Iterators, collections, arrays

Hello.

I’ve being reading a little bit some basic Julia tutorials and I have a doubt:

Could anyone explain the difference between Iterators, collections and arrays, please.
I’m coming from R and there aren’t iterators or collections there, I don’t understand why we need it.

For example in R you can just do

1:10

but in Julia you need to to

collect(1:1:10)

Or you need to use

collect(permutations(1:4))

instead of just

permutations(1:4)

It’s not necessary to store every single number in order to iterate over a range of equally spaced numbers, so Julia takes advantage of this. Rather than create a temporary vector, Julia uses a data type that uses less memory and does the same thing.

julia> typeof(1:10)
UnitRange{Int64}

julia> typeof(collect(1:10))
Array{Int64,1}

julia> sizeof(1:100)
16

julia> sizeof(collect(1:100))
800
1 Like

My understanding is that iterators simply allow you to loop over objects. In R, you loop over an integer index. In Julia, it is also possible to loop over objects. For example, you can iterate over an array of arrays:

 data = [rand(2,2) for i in 1:10]
 for d in data
    println(d)
 end

Using iterators like this is certainly not necessary, but it can be convenient and easier to read. You can also iterate over the object and index with enumerate() or multiple objects concurrently with zip().

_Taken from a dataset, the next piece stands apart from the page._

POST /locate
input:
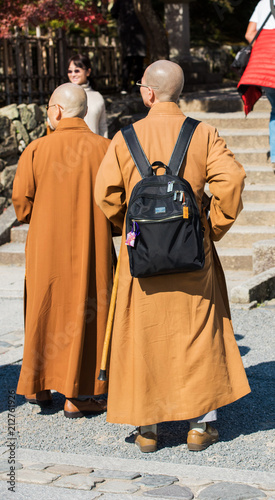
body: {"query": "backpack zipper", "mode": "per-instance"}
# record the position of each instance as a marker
(158, 220)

By the way, if you are simply initializing an array, you can use

[1:10;]

as a shorthand.

What about

permutations(1:4)

And what other things can you do directly with the iterators without transforming them with colllect()?

Many of the core mathematical operations still work with the unit range type. For example,

m = 1:4
m*m'


4×4 Array{Int64,2}:
 1  2   3   4
 2  4   6   8
 3  6   9  12
 4  8  12  16

So for certain operations, you do not need to use collect(). Multiple dispatch handles that for you. There might be other uses that I am not aware of.

Just assume that you never need to collect. In some small number of cases you may want to anyway, but probably less than 1% of the time.

Just to be clear, a range like 1:10 in Julia is not just an iterator (= any type you can loop over, i.e. any type with start, next, done, and usually eltype and length), it is a subtype of AbstractVector (and has all usual array methods like getindex and ndims), so you can mostly treat it as a drop-in replacement for a read-only array.

3 Likes

That’s the key. Since it doesn’t allocate memory, usually it will work in circumstances where it’s read-only. 1:4 never makes an array, but A=1:4; A[1] still works. But since there is no array in memory to actually write to, A[1] = 4 fails without collecting to a real array. So if you pass it into algorithms which use the array but don’t write into it, 99% of the time you’re fine. The other 1% is someone too stictly typing their dispatches (i.e. a bug to report).

3 Likes

It is possible that some of those are outdated — Julia evolves very rapidly. Read the manual.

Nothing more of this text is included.